His baserunning was particularly head-scratching at times and defensive metrics weren’t particularly kind to Machado. His six defensive runs saved at third base tied for his lowest career mark and paled to the 35 defensive runs saved he had in 2013.
But no one can tell me there is a better defensive third baseman in the American League right now.
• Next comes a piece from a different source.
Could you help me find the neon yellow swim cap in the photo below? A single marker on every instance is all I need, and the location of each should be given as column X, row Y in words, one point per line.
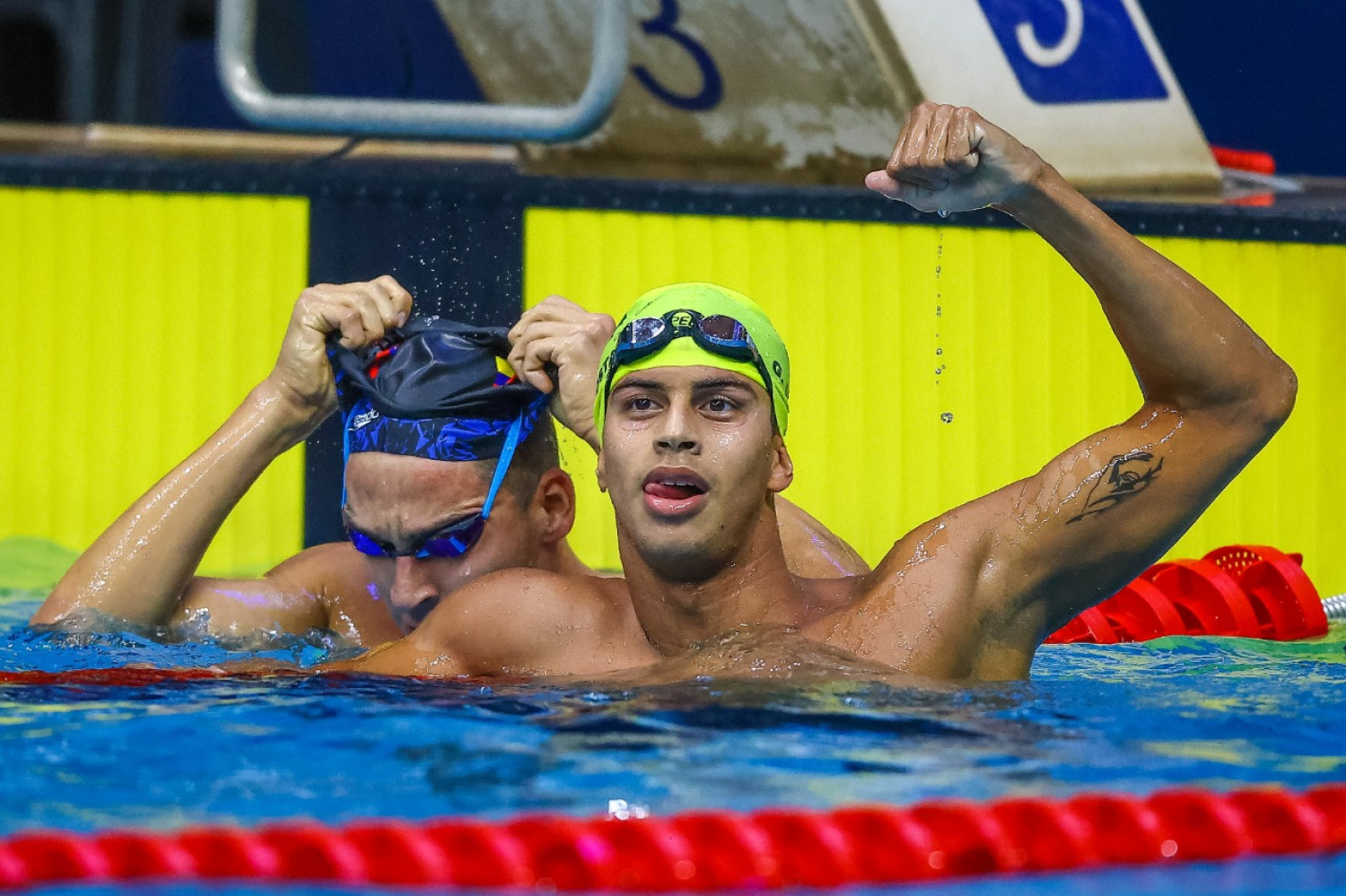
column 705, row 299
And I could make the argument that Machado’s defense was at least close to what it was in 2013; you have to remember that he didn’t have a healthy J.J. Hardy next to him for much of this year, and he may have felt a little more pressure to make every play.
His 14 errors committed were the second highest of his career, but in the only season he had more, he won the AL Gold Glove (19 errors at third in 2015).
And he should win the award again – his third – in 2017.
On Thursday it was announced he was one of three finalists at the AL hot corner, along with Tampa Bay’s Evan Longoria and Cleveland’s Jose Ramirez.
I’ve watched Longoria play for a long time now, and the two-time Gold Glover is an outstanding all-around player and an exceptionally smooth defender. He led AL third basemen this year with 11 runs saved – nearly twice as many Machado.
But if you read this site religiously, you know I don’t think much of advanced defensive metrics. There are way too many variables, and I’ve yet to find one I trust to paint the full picture (Machado’s 1.0 Defensive WAR was slightly below Longoria’s 1.3, for what it’s worth).
Longoria plays a tremendous third base for a 32-year-old, but he can no longer do what the 25-year-old Machado produces on a nightly basis.
I haven’t seen Ramirez play third much, and he probably should win the Silver Slugger at the position, given the fantastic year he had at the plate. But he started 86 games at the hot corner this year, and that’s not enough, in my opinion, to take the award away from Machado (or Longoria).
So, pencil in Machado for his third Gold Glove – he certainly deserves it.
Davis gets no defensive love
We all know this was another disastrous offensive year for first baseman Chris Davis. And according to defensive metrics, Davis had a rough one in the field, too. He had a negative 1.3 defensive WAR and a negative 5 defensive runs saved.
Poppycock, I say.
Davis played a really strong first base, specifically the way he scooped throws from the left side of the infield. It became more apparent when Tim Beckham took over at shortstop. Davis had to play first base like a hockey goalie with Beckham’s strong but erratic arm throwing missiles from deep in the hole.
Davis was a Gold Glove finalist last year, but was passed over this year in favor of Eric Hosmer, Mitch Moreland and Carlos Santana.
Hosmer and Moreland both have strong defensive reputations, but Santana has been an offensive-first player dating back to his catching days.
I have no idea how much Santana has improved as a first baseman (he had a 0 Defensive WAR this year), but I do know that this year Davis was as good as he was in 2016, and may have been better given the additional challenge of Beckham.
Showalter’s moving on up
Buck Showalter is the dean of American League East managers now that Joe Girardi is not being retained by the New York Yankees, ending a decade in the Bronx.
Only three managers in all of baseball have been with their current teams longer than Showalter, who was hired in Aug. 2010. Los Angeles Angels skipper Mike Scioscia is the longest tenured manager followed by San Francisco’s Bruce Bochy and Kansas City’s Ned Yost, who was hired a couple months before Showalter.
I’ve written this before, but it’s pretty amazing that Showalter, who had the reputation of not staying in one place particularly long, is now one of the most rooted managers in the game. That’s a credit to him, and to management for valuing continuity.
As for Girardi, I think he is among the best in baseball. I’d hire him in a nanosecond if I had an opening. I can’t imagine he’ll be out of the game for long.